Wilson's 2010 film Out in the Silence focused on the challenges of LGBT people in his small hometown of Oil City, Pennsylvania. It was motivated by the controversy that occurred when the local paper published the announcement of his wedding to partner and fellow filmmaker Dean Hamer. Out in the Silence was supported by the Sundance Institute, premiered at the Human Rights Watch International Film Festival, and received an Emmy Award for its PBS broadcast. It also won a Special Jury Prize for Bravery in Storytelling from the Nashville Film Festival and Alternative Spirit Award from the Rhode Island International Film Festival. Subsequently, Wilson led a multi-year national film impact campaign that took the film to small towns and rural communities in every county in Pennsylvania and many locations across the United States. The campaign was highlighted in reports by the Center for Social Media at American University and the Fledgling Fund.

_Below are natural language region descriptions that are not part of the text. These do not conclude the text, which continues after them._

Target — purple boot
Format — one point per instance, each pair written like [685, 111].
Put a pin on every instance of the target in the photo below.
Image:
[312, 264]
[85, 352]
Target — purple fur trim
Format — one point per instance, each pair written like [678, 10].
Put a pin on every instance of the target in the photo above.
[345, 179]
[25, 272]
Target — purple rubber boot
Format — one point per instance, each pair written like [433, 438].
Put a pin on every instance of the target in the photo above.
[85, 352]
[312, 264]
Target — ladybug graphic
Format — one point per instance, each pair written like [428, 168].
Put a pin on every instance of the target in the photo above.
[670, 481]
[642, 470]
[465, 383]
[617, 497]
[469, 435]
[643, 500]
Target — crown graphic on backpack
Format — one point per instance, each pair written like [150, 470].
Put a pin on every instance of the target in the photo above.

Wilson and Hamer's 2014 PBS films Kumu Hina and A Place in the Middle were filmed in Hawaii and focused on Polynesian cultural perspectives on gender diversity and inclusion. Kumu Hina was produced in association with Pacific Islanders in Communications and ITVS, won the Audience Award for its national PBS broadcast on Independent Lens, and received the GLAAD Media Award for Outstanding Documentary. It premiered as the closing night film at the Hawaii International Film Festival in the Hawaii Theater and won the Jury Award for Documentary at Frameline and a Special Jury award at the Pacific International Film Festival Tahiti. The accompanying educational short film A Place in the Middle premiered at the Berlin International and Toronto International Film Festivals. It was distributed to every school in Hawaii, and was also used in a national educational campaign to “make a place in the middle in every classroom”  in collaboration with PBS Learning Media and Teaching Tolerance.

When a transgender student in Hawaii was denied the opportunity to participate in her graduation ceremony, Wilson produced a Youtube video about her case that was used to demand fair and consistent treatment of students across the gender spectrum. This motivated the Hawaii Department of Education to adopt policies and guidelines that protect students against discrimination based on their gender identity and expression, despite the erosion of such principles at the federal level.

In 2018, Wilson and Hamer released the feature documentary Leitis in Waiting about transgender life in the Kingdom of Tonga. The film was co-produced by the protagonist of Kumu Hina, Hinaleimoana Wong-Kalu, premiered at the British Museum in London, broadcast on the PBS series Pacific Heartbeat, and was nominated for a GLAAD Media Award. The accompanying documentary short Lady Eva premiered at the LA Film Festival and AFI Docs. Wilson and Joey Joleen Mataele, the film's protagonist and a leading Tongan human rights advocate, led an impact campaign to galvanize public support for a petition calling for the decriminalization of LGBTI people in the seven Pacific Island nations where such laws are still on the books.

In 2020, Wilson, Hamer, and Wong-Kalu continued their collaboration by co-producing and directing the animated short film Kapaemahu. It is based on the hidden history of four stones on Waikiki Beach placed there as a tribute to four legendary mahu who first brought the healing arts from Tahiti to Hawaii. The film is narrated in Olelo Niihau, the only form of the Hawaiian language unbroken by Western contact and colonization. Kapaemahu premiered and won the Special Jury Prize at the Tribeca Film Festival, screened theatrically, won four Oscar-qualifying jury awards, and was shortlisted for Best Animated Short Film at the 93rd Academy Awards. In 2022, Kokila published a children's book by the same name.